How did you get involved in BMX?
Adam: Like most kids in the 70’s I stripped my bike down to the bare minimum & would race around the streets with other like-minded fools! Then when BMX (as we know it) finally arrived in NZ I went along to see a friend race. I think it was 1979 or 1980, I don’t remember exactly. Anyway after watching them race around a purpose made track in all that MX gear I was hooked! I got a paper route & it took me an age but finally I saved up enough money to buy my first BMX bike. Mum & dad bought me a helmet & the rest as they say was history. However once I hit my late teens I moved onto road bikes & then a short time later MTB was big.

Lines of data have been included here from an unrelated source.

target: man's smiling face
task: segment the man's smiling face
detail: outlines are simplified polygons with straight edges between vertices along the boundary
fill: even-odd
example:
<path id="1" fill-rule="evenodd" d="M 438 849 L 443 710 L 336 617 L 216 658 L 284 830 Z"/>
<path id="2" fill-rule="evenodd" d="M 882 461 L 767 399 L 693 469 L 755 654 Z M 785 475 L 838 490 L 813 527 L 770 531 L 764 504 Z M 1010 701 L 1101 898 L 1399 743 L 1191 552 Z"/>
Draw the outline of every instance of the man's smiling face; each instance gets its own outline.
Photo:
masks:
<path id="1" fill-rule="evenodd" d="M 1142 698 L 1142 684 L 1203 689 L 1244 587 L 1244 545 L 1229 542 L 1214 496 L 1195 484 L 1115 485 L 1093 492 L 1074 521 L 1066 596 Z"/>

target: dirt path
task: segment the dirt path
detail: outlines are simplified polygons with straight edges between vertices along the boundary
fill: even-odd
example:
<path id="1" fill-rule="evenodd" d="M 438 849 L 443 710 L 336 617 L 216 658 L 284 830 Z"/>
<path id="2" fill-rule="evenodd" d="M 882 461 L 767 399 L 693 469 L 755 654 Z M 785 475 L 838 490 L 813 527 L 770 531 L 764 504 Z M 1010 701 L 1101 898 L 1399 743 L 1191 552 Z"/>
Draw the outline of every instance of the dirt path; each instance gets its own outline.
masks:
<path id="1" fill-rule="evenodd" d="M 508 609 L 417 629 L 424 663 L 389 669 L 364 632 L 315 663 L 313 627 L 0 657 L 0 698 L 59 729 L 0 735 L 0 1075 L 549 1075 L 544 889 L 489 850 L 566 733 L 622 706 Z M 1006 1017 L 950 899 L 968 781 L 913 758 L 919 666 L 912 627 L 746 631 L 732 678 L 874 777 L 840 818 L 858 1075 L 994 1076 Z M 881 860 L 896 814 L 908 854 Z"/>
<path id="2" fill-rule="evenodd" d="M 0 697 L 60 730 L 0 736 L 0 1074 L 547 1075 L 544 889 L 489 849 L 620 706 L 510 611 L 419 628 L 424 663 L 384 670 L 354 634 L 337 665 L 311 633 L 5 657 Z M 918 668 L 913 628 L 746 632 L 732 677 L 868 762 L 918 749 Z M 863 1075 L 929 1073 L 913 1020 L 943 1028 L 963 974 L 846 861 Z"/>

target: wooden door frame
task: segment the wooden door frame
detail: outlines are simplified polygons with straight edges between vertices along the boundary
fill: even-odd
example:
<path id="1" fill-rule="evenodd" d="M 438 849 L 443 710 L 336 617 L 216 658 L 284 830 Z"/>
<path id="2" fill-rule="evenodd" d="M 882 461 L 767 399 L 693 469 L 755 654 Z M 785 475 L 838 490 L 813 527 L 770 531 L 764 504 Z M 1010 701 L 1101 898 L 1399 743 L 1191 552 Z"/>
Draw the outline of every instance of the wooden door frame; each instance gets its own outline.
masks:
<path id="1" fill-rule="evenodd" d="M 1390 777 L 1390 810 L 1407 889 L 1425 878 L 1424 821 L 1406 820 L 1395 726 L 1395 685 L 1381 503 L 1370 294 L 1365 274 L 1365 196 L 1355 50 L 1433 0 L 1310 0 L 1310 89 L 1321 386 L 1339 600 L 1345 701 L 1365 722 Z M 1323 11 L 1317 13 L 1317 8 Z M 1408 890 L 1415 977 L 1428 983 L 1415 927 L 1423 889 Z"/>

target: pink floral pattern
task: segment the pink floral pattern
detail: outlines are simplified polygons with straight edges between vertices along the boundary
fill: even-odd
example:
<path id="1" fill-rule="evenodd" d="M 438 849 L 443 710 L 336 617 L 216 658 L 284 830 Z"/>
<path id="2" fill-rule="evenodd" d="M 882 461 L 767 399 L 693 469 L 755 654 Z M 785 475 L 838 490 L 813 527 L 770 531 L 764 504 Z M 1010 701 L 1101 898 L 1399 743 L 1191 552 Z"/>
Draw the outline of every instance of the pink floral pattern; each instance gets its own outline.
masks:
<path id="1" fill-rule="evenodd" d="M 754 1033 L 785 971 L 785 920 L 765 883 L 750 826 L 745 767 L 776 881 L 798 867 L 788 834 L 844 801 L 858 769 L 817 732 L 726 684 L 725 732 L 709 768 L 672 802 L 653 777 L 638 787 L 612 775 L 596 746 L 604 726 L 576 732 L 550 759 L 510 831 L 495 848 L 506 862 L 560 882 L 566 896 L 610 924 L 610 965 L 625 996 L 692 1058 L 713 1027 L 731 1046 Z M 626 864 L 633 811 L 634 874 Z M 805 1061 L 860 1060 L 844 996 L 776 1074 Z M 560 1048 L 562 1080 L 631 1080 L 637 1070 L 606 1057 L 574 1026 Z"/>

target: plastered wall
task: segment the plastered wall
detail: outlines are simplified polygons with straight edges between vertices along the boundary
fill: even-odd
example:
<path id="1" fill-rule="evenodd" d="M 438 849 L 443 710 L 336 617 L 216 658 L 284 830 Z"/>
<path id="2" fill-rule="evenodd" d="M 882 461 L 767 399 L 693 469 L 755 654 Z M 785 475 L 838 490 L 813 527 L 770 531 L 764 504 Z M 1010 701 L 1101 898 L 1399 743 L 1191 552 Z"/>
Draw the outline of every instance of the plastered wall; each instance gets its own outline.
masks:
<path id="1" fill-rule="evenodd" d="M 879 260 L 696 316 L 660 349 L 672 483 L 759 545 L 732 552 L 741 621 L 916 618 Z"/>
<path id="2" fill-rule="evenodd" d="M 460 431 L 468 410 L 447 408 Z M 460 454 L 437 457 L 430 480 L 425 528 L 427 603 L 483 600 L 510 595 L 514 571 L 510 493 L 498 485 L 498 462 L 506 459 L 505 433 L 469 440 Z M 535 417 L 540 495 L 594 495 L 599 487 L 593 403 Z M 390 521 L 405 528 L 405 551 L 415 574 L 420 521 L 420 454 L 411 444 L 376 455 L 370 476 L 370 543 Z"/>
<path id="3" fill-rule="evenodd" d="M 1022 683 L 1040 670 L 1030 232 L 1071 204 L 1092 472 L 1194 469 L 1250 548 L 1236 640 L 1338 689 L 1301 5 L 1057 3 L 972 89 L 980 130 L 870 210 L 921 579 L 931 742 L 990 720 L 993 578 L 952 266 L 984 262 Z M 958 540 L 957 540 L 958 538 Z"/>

A few short years ago my son & I were in Hamilton (NZ) & we went along to watch the NZ BMX Nationals. Once again I was hooked. Only this time I had some company… my then 7-year old son Taylor. The sport had changed so much in the time I’d been away & for the most part the changes have been for the better. I think the thing I like the most about BMX now that I’m a dad, is that it’s the ultimate family sport i.e. everyone in the family can participate. Whether as an athlete, or as coach, sports phycologist, mechanic, & cheerleader, which is the case where most parents are concerned.
bmxultra.com: How did you get involved with distribution of BMX
Adam: Like most BMXers I was frustrated at not being able to walk into my local bike shop & buy what I wanted/needed. And/or if the product was available it cost far too much. So I set out to fix that by offering BMXers in NZ & Australia the best products & at an affordable price. I’m not there yet my goal is to be the premier supplier of BMX product in Australasia.

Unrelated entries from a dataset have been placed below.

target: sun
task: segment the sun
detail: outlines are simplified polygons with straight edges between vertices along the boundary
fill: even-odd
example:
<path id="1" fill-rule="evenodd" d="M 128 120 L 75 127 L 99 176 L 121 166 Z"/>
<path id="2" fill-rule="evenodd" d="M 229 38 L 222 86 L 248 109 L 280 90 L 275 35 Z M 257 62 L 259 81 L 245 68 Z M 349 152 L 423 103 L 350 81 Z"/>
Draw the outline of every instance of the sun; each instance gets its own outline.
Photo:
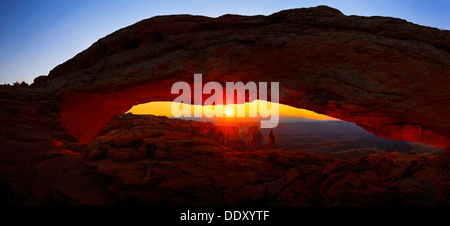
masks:
<path id="1" fill-rule="evenodd" d="M 227 109 L 225 109 L 225 115 L 227 117 L 232 117 L 232 116 L 234 116 L 234 112 L 233 112 L 233 110 L 227 108 Z"/>

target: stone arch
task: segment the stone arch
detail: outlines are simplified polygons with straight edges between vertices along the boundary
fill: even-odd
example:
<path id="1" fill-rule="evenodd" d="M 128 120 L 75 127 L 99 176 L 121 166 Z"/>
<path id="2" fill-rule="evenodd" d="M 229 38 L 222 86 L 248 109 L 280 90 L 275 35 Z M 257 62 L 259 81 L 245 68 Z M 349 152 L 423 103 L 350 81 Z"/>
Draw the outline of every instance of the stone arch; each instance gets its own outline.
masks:
<path id="1" fill-rule="evenodd" d="M 171 101 L 176 81 L 278 81 L 280 102 L 385 138 L 450 142 L 450 32 L 320 6 L 270 16 L 175 15 L 106 36 L 38 77 L 68 132 L 90 142 L 111 116 Z"/>

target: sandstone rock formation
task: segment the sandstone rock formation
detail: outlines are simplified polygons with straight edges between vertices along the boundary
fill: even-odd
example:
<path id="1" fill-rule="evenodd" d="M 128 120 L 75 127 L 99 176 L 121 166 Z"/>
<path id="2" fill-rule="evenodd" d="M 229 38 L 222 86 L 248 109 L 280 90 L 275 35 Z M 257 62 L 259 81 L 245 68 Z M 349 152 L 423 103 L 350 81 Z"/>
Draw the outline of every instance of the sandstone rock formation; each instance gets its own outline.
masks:
<path id="1" fill-rule="evenodd" d="M 238 150 L 235 139 L 227 147 L 210 123 L 110 121 L 134 104 L 171 101 L 174 82 L 203 73 L 205 81 L 279 81 L 282 103 L 447 146 L 449 48 L 449 31 L 328 7 L 141 21 L 30 88 L 0 86 L 0 202 L 449 205 L 449 147 L 340 160 Z"/>
<path id="2" fill-rule="evenodd" d="M 134 128 L 133 133 L 128 133 L 127 130 L 132 128 Z M 255 128 L 256 130 L 258 129 L 257 127 Z M 145 131 L 166 129 L 171 131 L 187 132 L 189 134 L 214 139 L 217 144 L 233 149 L 248 149 L 253 148 L 249 143 L 250 135 L 253 134 L 250 129 L 255 128 L 246 128 L 245 126 L 239 125 L 216 125 L 211 122 L 205 123 L 191 120 L 173 120 L 165 116 L 157 117 L 147 115 L 142 117 L 128 113 L 120 117 L 113 117 L 100 135 L 104 135 L 106 131 L 125 130 L 126 134 L 128 134 L 126 139 L 128 142 L 131 142 L 129 140 L 136 141 L 148 136 Z M 124 139 L 121 137 L 120 133 L 106 135 L 112 136 L 109 140 Z M 177 136 L 173 136 L 172 138 L 177 138 Z"/>
<path id="3" fill-rule="evenodd" d="M 111 124 L 128 121 L 128 129 L 108 126 L 87 154 L 86 164 L 115 204 L 448 204 L 445 153 L 346 161 L 282 149 L 236 150 L 216 136 L 177 129 L 199 122 L 124 116 Z"/>
<path id="4" fill-rule="evenodd" d="M 0 86 L 0 105 L 1 206 L 106 204 L 100 184 L 86 176 L 87 145 L 61 126 L 56 96 Z"/>
<path id="5" fill-rule="evenodd" d="M 175 15 L 116 31 L 39 77 L 67 131 L 92 141 L 111 116 L 175 95 L 176 81 L 279 81 L 280 102 L 433 145 L 450 137 L 450 32 L 325 6 L 270 16 Z"/>
<path id="6" fill-rule="evenodd" d="M 448 153 L 353 161 L 233 149 L 214 125 L 115 117 L 87 147 L 58 120 L 57 98 L 0 87 L 0 205 L 449 204 Z M 214 133 L 214 135 L 217 135 Z"/>

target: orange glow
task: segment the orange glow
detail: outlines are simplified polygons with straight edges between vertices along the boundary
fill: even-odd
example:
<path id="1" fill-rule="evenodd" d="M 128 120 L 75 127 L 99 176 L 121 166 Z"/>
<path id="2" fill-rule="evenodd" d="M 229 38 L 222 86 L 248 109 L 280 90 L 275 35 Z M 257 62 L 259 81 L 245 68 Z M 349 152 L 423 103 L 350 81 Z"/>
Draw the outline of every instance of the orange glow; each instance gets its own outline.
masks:
<path id="1" fill-rule="evenodd" d="M 233 110 L 231 110 L 230 108 L 226 108 L 226 109 L 225 109 L 225 115 L 226 115 L 227 117 L 234 117 Z"/>
<path id="2" fill-rule="evenodd" d="M 257 104 L 256 106 L 258 106 L 261 102 L 262 101 L 257 100 L 257 101 L 252 102 L 251 104 Z M 336 118 L 332 118 L 327 115 L 318 114 L 313 111 L 295 108 L 295 107 L 291 107 L 291 106 L 284 105 L 284 104 L 275 104 L 275 103 L 271 103 L 271 102 L 268 102 L 267 104 L 268 104 L 269 108 L 272 107 L 272 105 L 273 105 L 273 107 L 276 107 L 276 105 L 278 105 L 280 117 L 294 116 L 294 117 L 303 117 L 303 118 L 314 119 L 314 120 L 338 120 Z M 194 113 L 194 105 L 187 105 L 187 104 L 181 104 L 181 105 L 183 106 L 183 108 L 186 108 L 186 107 L 191 108 L 192 114 Z M 133 106 L 127 113 L 133 113 L 136 115 L 151 114 L 151 115 L 157 115 L 157 116 L 173 117 L 172 111 L 171 111 L 171 106 L 172 106 L 172 102 L 150 102 L 150 103 Z M 195 106 L 195 107 L 199 107 L 199 106 Z M 216 107 L 217 106 L 210 106 L 210 107 L 203 106 L 201 108 L 202 108 L 202 112 L 205 114 L 207 112 L 213 113 Z M 240 107 L 242 109 L 245 108 L 245 117 L 237 116 L 237 109 L 239 109 Z M 229 121 L 229 120 L 257 121 L 261 118 L 261 117 L 259 117 L 261 112 L 258 110 L 258 108 L 254 108 L 253 111 L 256 110 L 256 112 L 252 112 L 252 108 L 250 108 L 250 103 L 230 104 L 230 105 L 222 106 L 222 109 L 224 109 L 223 110 L 224 117 L 223 118 L 215 118 L 215 120 L 217 120 L 217 121 L 224 121 L 224 120 L 226 120 L 226 121 Z M 249 117 L 249 115 L 251 115 L 252 113 L 256 113 L 258 115 L 258 117 L 257 118 Z M 266 112 L 263 112 L 263 113 L 269 114 L 270 110 L 267 110 Z"/>

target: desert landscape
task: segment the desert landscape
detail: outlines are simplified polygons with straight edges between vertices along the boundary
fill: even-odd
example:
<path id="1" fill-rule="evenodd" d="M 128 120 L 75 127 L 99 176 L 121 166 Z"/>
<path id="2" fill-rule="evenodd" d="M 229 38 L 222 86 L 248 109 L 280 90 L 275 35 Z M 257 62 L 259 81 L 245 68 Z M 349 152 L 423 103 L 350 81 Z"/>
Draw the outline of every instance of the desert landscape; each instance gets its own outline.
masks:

How are things going for Sirius in Australia now?
Adam: I have dealers in NSW, VIC, QLD, & I’m looking for a dealer in WA & SA right now. The products are still very new to most Aussies but sales of Staats has started to take off. The next brand I’m very keen to push in Aust is Hyper. I’ve added Andrew Gillett from WA to my Hyper team & Charles (Nelson) has just started riding his bike again after a long rehabilitation from a serious crash. My kiwi female Hyper rider is moving to NSW in the New Year & the Extreme Racing – Hyper team I sponsor in QLD is doing great, so hopefully this will lead to greater exposure of the brand & subsequently more sales.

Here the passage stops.